The Great Synagogue is Great!

 

by Rabbi Corinne Copnick

 

Photo credit: https://sydneylivingmuseums.com.au

 

It’s an old Jewish joke that when there are two Jews, three synagogues are needed. They each have their own ideas about how the prayers should be conducted. Prior to visiting the Great Synagogue in Sydney, Australia, I left a message identifying myself as an ordained rabbi from Los Angeles who was interested in the synagogue’s history. I don’t know which of the two or more Jews got my message, but no one seemed to be aware of it when I arrived. However, at least there was a synagogue to receive me, a grand one. Often referred to as “The Jewish Cathedral,” it was established in 1878.*

But a hundred years earlier in 1788, when the first few Jewish convicts were transported to New South Wales on the First Fleet to serve out their harsh sentences, there were no synagogues yet, not even one. As a matter of fact, when the first Jewish convict died that same year, there were no Jewish burial rites or sites.
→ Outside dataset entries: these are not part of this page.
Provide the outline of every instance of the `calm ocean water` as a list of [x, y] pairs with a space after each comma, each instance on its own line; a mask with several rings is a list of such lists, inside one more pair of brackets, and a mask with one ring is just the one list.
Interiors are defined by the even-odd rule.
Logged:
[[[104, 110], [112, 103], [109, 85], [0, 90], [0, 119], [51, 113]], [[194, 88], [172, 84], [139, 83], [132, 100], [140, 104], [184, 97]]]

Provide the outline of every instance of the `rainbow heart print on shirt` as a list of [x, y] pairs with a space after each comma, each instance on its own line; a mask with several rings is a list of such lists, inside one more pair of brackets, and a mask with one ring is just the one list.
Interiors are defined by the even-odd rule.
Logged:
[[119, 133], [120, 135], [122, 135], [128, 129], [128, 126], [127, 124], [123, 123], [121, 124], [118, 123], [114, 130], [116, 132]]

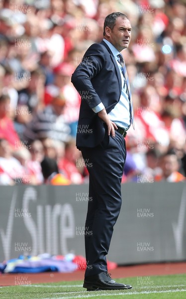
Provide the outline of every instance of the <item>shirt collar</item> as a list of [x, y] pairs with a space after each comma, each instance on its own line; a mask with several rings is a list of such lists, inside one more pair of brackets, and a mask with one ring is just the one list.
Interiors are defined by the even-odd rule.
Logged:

Although only ten Jews are required to make a minyan (while each person can pray individually, developing communal values is considered essential in Jewish life, and the Torah cannot be read aloud without a minyan). The idea is to gather enough participants to make a kehilla, a little community. Eventually — some three decades later – there were enough Jewish convicts –about 30 of them — to gather together for regular worship. Towards the end of the 1820s, a few free settlers joined the congregation as well, led by a young man recommended by the Chief Rabbi in London.

So now there was one synagogue for 30 plus Jews. Oy veh! That wouldn’t do. They argued and argued about different ways of conducting services in the synagogue. And other things. It goes without saying that a rival congregation was immediately started, led by a young man who didn’t have a recommendation from London. Who cared? Now they had two synagogues. The number of free Jewish settlers grew to 25. After a lot of negotiation, and helped by a rabbi who who had traveled to Australia, the congregation united. They were one.

It turned out that some of the free Jewish settlers had influential ties (to the Montefiore family, for example), and the Australian government finally recognized the Jewish congregation in 1831. The little congregation celebrated their first High Holy Days together a few months later on George Street in a room above the store of one of the congregants. There was a bona fide Jewish congregation in New South Wales, Australia.

From this small beginning, under the leadership of their first actual rabbi, Rev. Michael Rose, the congregation grew to 300 people and soon had to take larger facilities on Bridge Street and then, only a decade later, on York Street, in a 500-seat building designed by James Hume. By this time, non-Jews were also taking interest in the synagogue and contributing to the project. Amazing.

What had boosted the Jewish population and made this phenomenal growth possible? Follow the money, they say. The Gold Rush of the 1850s attracted Jewish settlers!  Unfortunately, their different circumstances led to conflict between the old and new settlers so that – you guessed it! — a rival synagogue was again established.

Finally, almost a century after the first Jewish convict died in Australia without Jewish burial rites, the rival synagogues united, and the Great Synagogue was born on Elizabeth Street, where it still stands. The religious services, complemented by fine liturgical talent, were – and still are – traditional in nature. It was 1878.

In the formal and elegant fashion of the time, the Great Synagogue was built to generate awe at its stately magnificence, both outside and inside. There are stained glass windows and gold stars on the ceiling (added in later years) to intensify the light. It’s gorgeous.. An education center, auditorium, memorial center, and library were added over the years. The Great Synagogue still boasts many activities, but the elderly volunteers told us that the whole congregation is aging and, by attrition, dwindling.

As my visit drew to a close, I noticed that there were mincha (afternoon) services scheduled for 1:30 PM. “I’d love to join in prayer at the mincha service,” I said to the knowledgeable woman who gave us an informational talk. “Would that be possible?” I asked.

“Well, it’s usually just the men,” she answered hesitantly, and then added, “I suppose we could put up a screen for you.”

“Thank you,” I replied, “but since my time in Sydney is short, I think it would be better spent at the Jewish Museum than behind a screen.”

“Oh, that’s great,” she said in relief. “There’s a bus that will take you to the Museum that stops right in front of our door.”

So with an exchange of smiles and good wishes, my daughter and I left for the Jewish Museum of Sydney, where I promptly bought a purple kippah with an aboriginal design.

With the dispersion of young families to the more affordable suburbs around Sydney, there are a number of thriving, suburban synagogues today – Reform, Conservative, and Modern Orthodox — and most have egalitarian seating.  Female rabbis who visit Sydney are not obliged to sit behind a mehitza (screen or wall) in order to pray there, if they do not choose to do so.

So you see, it’s true. When you have two Jews, you need three synagogues.

 

*For those who are interested in more historical detail about the Great Synagogue’s history, a book by the Rabbi Emeritus, Rabbi Dr. Raymond Apple, is available: The Great Synagogue: A History of Sydney’s Big Shule, UNSW PRESS, 2008.